I'm sure you know where this is going. So my builder thought it would be a great idea to buy a bunch of - might I add, the WORST vent on the market - a 50 cfm (cubic feet per minute) with a noise level of 4.0 and place them in all the bathrooms regardless of the room size or the ceiling height. Couple that with the fact that the installer thought it would be good idea to shove a box in my ceiling and tape it in place and not even bother to fully hook up the exhaust duct work to the unit and if he did, it was never taped in place and leaked which basically sent the steam between my ceiling rafters. I'm not sure if a 3" duct to the roof met code a few years ago but if it didn't, it's what he used anyway.

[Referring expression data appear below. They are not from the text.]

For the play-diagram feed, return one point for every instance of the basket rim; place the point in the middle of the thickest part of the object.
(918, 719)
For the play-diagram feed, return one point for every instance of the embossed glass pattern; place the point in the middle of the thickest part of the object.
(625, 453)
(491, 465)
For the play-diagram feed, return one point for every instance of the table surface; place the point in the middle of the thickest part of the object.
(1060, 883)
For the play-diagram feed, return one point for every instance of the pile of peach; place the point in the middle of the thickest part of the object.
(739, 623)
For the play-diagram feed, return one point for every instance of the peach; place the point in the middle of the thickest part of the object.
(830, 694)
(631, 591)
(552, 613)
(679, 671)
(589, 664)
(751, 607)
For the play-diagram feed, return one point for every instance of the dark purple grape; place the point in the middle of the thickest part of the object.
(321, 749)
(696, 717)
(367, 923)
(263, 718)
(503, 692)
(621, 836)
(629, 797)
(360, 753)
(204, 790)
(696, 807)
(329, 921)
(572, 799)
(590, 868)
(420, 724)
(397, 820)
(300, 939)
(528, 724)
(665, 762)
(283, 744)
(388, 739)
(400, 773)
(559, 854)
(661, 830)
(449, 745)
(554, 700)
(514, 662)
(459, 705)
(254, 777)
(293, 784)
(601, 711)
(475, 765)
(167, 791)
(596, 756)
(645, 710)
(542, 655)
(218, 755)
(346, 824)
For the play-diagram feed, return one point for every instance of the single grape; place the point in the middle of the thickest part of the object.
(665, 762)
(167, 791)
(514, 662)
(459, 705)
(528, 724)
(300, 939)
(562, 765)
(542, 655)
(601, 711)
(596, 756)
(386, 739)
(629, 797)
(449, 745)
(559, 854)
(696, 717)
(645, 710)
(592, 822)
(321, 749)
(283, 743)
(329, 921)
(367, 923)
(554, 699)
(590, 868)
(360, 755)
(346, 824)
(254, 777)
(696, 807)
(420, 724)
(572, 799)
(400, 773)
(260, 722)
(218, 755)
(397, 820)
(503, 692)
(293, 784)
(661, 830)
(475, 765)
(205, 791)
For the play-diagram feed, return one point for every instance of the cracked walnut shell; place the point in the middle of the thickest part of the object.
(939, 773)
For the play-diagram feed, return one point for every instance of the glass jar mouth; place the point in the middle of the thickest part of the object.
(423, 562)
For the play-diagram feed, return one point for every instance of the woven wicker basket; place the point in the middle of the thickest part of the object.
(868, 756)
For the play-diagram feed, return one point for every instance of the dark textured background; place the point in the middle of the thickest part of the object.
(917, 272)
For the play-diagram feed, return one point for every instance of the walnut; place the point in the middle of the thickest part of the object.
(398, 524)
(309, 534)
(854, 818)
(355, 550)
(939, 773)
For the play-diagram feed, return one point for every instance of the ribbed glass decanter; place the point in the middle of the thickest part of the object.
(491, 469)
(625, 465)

So I bought wonderful super quiet 50/80/100 cfm with a noise level of .9 when using the 100 cfm setting. You have to listen to know that it's on in one application because it has a 4" duct from my unit to the roof jack. The day we replaced our master bathroom vent I immediately knew I was buying 5 more. I would've loved to have a heater/vents in all baths with tubs because I feel that when bathing on a cool morning when later in the day temperatures are going to warm up, it prevents the heat from becoming necessary. At the VERY LEAST that should be a building standard for a mster bathroom, but nope, this builder only installed the cheapest vent on the market and located it on the vault furthest away from the shower. I couldn't have installed a vent heater if I wanted and I did want to because there was no access. So imagine a vaulted huge master bathroom with one tiny 50 com vent that did absolutely nothing. It should've have failed inspection based on location alone.
Now that all the vents were replaced and properly taped for a good seal to the actual duct work using a 4" to 3" interface, the smaller rooms are noisier than my master bath probably on account of not having 4" duct work. But in all they are quieter and do the job. Any location where I have a shower, I used to 100 cfm setting but may back to down to 80 instead for a quieter experience.
In researching duct diameter, use 4" since 3" is a waste of time and material and means you have a cheap vent. Also, if you ever want to update anything, the new models are not 3" and you may have to replace all the duct work to the roof when you enter into renovation projects requiring permits - a very costly requirement. Not to mention, my first arguement that is you want steam removed from you bathroom so get a decent model and use the 4" hose right off the bat.
We bought a builder spec home from a previous owner. It was approx 4 years old...we've been here 2. It turned into a fixer upper. I always thought "spec" meant the builder added bells and whistles that their subs could provide, hoping a buyer would use them as an example for a house. You can buy this one or taylor one to suit your needs. Was I wrong! I am so frustrated with the lack of workmanship that I decided to write about it.